Stock option abuse may spur tax change: US senator
Tax law may need strengthening to curb abuses in executive stock option compensation, the chairman of the U.S. Senate Finance Committee said on Friday.
If the tax laws are inadequate on stock options backdating, I want to beef them up, said Sen. Charles Grassley who scheduled a Sept. 6 hearing to consider the matter. His committee has jurisdiction over tax law.
Federal investigators are combing the records of scores of companies looking for manipulation of grant dates and exercise prices of stock options that unfairly lock in profits for executives on terms not available to the public.
Representatives from the Justice Department, Internal Revenue Service and the Securities and Exchange Commission are expected to testify at the September hearing, the committee said in a statement.
The practices under investigation are not illegal in all cases, but can run afoul of the law if not properly disclosed, and taxed.
Grassley, a Republican from Iowa, said he is also concerned about the current tax treatments of other executive compensation including perks and retirement benefits and questioned whether executives deserve such lavish remuneration.
It looks as though boards of directors are approving bad deals without shareholder approval, Grassley said in the committee statement.
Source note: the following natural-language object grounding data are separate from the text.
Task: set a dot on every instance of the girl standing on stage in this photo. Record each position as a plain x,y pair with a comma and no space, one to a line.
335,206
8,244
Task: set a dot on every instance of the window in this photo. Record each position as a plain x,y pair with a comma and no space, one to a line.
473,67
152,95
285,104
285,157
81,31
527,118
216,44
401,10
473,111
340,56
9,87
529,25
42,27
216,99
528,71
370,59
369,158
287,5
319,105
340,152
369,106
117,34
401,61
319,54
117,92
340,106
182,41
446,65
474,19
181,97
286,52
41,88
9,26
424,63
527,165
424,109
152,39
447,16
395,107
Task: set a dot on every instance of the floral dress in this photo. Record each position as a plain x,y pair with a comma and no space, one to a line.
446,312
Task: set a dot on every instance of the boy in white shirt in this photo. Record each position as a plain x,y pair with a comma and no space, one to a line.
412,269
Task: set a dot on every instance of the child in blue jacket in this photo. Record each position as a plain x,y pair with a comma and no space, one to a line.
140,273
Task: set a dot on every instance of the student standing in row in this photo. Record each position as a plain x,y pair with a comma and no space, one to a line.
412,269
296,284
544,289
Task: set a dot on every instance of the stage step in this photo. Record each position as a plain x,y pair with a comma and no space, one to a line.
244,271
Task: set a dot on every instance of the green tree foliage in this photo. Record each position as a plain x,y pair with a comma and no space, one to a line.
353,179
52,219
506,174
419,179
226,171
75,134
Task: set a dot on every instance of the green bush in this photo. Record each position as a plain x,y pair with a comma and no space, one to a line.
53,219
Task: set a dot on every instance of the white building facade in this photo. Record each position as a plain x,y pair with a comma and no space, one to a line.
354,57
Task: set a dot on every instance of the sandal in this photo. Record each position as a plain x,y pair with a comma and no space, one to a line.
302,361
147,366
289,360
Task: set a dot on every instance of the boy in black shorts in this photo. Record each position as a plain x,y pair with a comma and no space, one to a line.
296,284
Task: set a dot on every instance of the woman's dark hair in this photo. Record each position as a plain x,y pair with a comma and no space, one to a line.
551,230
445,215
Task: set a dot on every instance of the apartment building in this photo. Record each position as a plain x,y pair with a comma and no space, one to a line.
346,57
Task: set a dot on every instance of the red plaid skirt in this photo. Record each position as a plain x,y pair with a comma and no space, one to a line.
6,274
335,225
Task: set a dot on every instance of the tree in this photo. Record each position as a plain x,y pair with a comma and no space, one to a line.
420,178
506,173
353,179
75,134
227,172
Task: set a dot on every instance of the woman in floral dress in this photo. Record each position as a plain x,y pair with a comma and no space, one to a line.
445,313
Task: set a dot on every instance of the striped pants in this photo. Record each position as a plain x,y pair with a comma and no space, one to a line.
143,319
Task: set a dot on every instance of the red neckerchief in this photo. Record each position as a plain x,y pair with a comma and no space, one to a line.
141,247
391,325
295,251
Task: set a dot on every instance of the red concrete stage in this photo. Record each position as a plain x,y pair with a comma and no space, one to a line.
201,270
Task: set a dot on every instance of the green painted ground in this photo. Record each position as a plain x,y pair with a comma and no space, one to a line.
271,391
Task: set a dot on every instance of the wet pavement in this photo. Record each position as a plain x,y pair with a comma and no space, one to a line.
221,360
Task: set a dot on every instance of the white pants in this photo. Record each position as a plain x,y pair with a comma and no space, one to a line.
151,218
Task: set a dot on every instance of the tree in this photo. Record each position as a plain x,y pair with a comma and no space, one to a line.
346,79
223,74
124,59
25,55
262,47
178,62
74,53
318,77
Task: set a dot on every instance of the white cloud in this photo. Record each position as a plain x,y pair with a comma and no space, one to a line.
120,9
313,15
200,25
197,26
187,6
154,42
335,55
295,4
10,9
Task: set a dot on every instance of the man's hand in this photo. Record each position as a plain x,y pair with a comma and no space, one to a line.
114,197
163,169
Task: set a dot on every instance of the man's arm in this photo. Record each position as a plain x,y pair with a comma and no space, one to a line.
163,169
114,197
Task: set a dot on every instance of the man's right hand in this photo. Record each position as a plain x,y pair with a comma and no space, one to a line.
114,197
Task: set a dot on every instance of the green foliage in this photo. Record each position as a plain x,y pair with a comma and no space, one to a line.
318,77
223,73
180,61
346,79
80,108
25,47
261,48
Stock options give the holder the right to buy shares at a fixed strike price, normally set at the market price of the shares on the date the options are granted.
At issue is backdating in which the options were awarded on one date, but then the grant date was set at an earlier date to precede a rally in the shares, locking in profits for the option recipient not available to the general public.
Also under scrutiny are spring-loading and bullet-dodging - practices in which grant dates are set to either precede announcements of good news by the company, or to follow bad news, anticipating a rally in the share price in both cases.
More than 120 companies have disclosed restatements, internal investigations or government investigations regarding past stock options grants, according to a report by market research firm Glass Lewis & Co. on Wednesday.
In addition to investigations by the SEC and IRS, the U.S. Justice Department has set up a special task force in northern California to examine potential criminal charges against some companies. Criminal charges have already been filed against former executives of Brocade Communications Systems Inc. and Comverse Technology Inc. related to stock options.